Ricardo Reis subiu o nó da gravata, levantou-se, vestiu o casaco. Foi à mesa - de -cabeceira buscar The god of the labyrinth, meteu-o debaixo do braço, Então vamos, disse, Para onde é que você vai, Vou consigo, Devia ficar aqui à espera da Lídia, Eu sei que devia (...) E esse livro para que é, Apesar do tempo que tive não cheguei a acabar de lê-lo, Não irá ter tempo, Terei o tempo todo, Engana-se, a leitura é a primeira virtude que se perde, lembra-se. Ricardo Reis abriu o livro, viu uns sinais incompreensíveis, uns riscos pretos, uma página suja, Já me custa ler, disse, mas mesmo assim vou levá-lo, Para quê, Deixo o mundo aliviado de um enigma. Saíram de casa (...) Então vamos, disse Fernando Pessoa, Vamos, disse Ricardo Reis. O Adamastor não se voltou para ver, parecia-lhe que desta vez ia ser capaz de dar o grande grito. Aqui, onde o mar se acabou e a terra espera.
Assim termina, de forma genial, a narrativa em que criador e criatura partem, ambos conhecedores de seu destino comum, vão lado a lado, Pessoa deixando o chapéu usual pois lá para onde iam não se usaria chapéu, mas Reis sabendo que o livro esse sim, ainda que de páginas ilegíveis, seria o companheiro perfeito: o livro de um Sem Tempo, para ser decifrado num próximo futuro que ali se construía, para Reis como para Saramago.
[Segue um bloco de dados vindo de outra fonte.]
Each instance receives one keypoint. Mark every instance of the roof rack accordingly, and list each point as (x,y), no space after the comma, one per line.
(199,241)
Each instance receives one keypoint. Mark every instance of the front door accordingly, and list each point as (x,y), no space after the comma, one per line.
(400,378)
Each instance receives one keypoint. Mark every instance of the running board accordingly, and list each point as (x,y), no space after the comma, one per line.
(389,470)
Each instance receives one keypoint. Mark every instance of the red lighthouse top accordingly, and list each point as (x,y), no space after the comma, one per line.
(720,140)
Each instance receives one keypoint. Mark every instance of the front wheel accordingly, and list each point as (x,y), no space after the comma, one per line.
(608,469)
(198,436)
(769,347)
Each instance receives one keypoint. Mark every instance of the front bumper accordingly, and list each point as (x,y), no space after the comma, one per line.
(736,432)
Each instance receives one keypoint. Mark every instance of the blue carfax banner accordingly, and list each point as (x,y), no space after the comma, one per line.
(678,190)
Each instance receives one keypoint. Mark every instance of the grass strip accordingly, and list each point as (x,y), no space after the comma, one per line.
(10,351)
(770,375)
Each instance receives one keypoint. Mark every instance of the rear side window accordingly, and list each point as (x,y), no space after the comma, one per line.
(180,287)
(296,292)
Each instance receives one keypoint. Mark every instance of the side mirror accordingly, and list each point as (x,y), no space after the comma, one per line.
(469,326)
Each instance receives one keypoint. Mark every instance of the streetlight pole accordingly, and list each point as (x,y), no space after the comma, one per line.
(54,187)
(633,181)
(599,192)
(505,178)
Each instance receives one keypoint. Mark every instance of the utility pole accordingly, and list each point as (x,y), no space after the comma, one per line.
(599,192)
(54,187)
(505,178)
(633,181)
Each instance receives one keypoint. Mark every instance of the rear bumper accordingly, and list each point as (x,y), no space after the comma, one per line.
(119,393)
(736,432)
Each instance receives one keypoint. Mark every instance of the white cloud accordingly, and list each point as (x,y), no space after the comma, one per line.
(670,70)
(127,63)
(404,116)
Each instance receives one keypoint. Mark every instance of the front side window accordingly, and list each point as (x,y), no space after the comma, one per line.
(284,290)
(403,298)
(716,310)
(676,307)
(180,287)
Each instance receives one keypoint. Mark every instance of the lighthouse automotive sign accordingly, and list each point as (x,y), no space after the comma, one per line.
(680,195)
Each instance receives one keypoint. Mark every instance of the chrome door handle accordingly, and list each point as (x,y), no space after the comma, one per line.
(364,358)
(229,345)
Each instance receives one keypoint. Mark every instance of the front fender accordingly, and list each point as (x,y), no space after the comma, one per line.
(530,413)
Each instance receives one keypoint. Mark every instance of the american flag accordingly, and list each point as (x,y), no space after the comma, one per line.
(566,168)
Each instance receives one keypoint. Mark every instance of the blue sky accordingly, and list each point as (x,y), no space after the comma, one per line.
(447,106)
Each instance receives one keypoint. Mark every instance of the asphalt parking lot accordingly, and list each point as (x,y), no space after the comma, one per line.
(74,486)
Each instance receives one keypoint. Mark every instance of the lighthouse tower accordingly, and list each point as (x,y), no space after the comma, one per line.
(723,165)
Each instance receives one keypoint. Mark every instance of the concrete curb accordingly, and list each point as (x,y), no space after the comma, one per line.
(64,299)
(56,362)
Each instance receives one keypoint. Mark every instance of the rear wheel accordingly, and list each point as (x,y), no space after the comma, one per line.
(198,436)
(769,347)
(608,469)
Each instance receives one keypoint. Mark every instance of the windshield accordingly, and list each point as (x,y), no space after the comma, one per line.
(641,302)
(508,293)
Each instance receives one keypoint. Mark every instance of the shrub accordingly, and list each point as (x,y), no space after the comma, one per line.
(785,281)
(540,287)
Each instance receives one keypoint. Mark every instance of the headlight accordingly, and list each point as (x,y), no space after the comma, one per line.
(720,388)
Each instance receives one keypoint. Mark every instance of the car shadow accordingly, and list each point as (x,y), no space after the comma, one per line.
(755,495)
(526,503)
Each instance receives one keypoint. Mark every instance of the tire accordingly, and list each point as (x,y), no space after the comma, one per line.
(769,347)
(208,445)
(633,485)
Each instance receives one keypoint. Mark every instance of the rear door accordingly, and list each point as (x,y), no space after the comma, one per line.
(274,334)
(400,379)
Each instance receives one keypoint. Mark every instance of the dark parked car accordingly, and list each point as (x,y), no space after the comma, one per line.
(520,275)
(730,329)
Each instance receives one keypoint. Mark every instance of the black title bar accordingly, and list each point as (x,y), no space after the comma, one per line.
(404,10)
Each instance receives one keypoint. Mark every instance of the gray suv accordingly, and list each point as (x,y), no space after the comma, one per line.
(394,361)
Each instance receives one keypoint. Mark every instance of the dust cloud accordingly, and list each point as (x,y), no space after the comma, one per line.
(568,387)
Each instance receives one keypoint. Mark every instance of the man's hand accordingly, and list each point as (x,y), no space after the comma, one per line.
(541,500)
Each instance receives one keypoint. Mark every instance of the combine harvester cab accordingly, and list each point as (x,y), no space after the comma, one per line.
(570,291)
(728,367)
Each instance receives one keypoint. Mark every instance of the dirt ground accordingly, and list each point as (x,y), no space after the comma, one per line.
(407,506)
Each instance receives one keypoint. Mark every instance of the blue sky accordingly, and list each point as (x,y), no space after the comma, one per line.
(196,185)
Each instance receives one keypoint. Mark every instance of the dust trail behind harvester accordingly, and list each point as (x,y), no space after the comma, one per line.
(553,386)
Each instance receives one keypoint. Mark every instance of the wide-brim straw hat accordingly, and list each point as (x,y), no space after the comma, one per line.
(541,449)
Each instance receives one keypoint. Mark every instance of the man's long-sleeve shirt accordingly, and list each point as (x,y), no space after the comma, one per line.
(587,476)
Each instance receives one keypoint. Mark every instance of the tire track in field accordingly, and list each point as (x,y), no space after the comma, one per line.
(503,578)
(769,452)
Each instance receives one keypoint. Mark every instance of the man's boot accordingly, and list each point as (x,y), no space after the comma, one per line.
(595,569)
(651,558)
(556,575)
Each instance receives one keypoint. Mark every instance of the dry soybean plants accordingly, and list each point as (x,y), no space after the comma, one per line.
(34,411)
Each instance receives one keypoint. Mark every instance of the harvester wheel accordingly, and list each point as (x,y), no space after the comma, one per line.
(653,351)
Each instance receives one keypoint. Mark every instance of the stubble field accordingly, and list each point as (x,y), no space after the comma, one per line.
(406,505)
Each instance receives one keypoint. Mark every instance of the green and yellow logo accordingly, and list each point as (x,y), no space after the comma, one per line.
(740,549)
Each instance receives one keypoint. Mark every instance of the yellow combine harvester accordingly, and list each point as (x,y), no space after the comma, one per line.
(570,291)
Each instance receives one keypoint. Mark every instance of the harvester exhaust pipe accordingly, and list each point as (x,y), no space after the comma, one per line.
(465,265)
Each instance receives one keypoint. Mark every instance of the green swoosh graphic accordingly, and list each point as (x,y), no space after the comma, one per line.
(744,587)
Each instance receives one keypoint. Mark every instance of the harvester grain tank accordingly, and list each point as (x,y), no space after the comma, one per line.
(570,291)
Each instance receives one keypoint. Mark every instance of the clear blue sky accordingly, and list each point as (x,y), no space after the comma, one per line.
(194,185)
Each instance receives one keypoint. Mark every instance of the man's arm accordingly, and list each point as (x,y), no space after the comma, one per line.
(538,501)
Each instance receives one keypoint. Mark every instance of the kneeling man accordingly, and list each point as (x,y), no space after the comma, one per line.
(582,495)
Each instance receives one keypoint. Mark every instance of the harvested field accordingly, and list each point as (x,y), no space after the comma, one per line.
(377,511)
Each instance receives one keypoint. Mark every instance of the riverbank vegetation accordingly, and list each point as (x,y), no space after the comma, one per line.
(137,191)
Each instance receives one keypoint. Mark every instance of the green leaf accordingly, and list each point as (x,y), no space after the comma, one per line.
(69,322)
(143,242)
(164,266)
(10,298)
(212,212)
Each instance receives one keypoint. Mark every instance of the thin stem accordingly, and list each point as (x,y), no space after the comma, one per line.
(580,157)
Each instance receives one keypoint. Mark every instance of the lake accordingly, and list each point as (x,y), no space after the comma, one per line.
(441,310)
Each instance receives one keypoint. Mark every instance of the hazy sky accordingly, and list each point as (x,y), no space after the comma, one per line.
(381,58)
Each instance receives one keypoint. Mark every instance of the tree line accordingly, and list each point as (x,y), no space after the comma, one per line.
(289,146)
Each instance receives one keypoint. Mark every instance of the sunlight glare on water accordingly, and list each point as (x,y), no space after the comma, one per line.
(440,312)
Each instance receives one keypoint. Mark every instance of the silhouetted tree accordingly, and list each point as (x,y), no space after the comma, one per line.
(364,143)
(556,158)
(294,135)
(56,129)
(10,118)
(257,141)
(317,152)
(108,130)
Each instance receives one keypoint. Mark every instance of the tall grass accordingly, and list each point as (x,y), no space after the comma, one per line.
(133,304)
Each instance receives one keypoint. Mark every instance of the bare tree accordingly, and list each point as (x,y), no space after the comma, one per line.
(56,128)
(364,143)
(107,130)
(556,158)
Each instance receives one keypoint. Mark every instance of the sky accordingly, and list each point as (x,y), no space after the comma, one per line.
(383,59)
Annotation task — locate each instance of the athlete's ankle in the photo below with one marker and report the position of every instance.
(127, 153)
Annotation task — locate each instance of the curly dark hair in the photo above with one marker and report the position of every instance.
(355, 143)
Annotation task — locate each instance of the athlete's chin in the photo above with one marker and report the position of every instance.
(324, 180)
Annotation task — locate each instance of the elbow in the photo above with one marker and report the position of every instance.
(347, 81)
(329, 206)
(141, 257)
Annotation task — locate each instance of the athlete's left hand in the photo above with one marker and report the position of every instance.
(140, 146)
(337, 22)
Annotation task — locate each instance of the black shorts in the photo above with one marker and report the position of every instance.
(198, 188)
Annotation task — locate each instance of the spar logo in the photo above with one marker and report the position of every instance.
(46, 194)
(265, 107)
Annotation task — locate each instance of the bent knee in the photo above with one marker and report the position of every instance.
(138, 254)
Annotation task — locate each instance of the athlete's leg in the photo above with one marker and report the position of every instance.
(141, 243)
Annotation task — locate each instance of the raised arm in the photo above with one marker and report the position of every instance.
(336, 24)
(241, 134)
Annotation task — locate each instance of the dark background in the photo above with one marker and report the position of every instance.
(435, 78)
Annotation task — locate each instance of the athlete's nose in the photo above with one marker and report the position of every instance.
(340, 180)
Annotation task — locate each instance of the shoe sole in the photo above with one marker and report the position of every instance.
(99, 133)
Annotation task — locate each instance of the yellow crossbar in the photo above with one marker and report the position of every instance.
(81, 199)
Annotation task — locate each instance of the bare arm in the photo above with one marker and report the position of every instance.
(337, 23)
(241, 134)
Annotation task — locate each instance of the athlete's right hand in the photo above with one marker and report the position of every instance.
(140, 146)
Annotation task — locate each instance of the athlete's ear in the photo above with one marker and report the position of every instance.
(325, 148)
Nunca mais me esqueci de que foi pelo fim que Saramago contou que a ideia lhe tinha ocorrido. Já estava a trabalhar nela, começando pelo princípio, pela chegada de barco, com uma frase inicial muito semelhante e que fecharia o círculo, o ciclo de uma vida:
Aqui o mar acaba e a terra principia.
Que melhor exemplo poderia eu escolher para dedicar aos meus alunos de Escrita Criativa, neste fim de Semestre?
E como não repetir o que lhes disse na primeira aula?:
ler, ler muito, ler tudo e de todas as maneiras.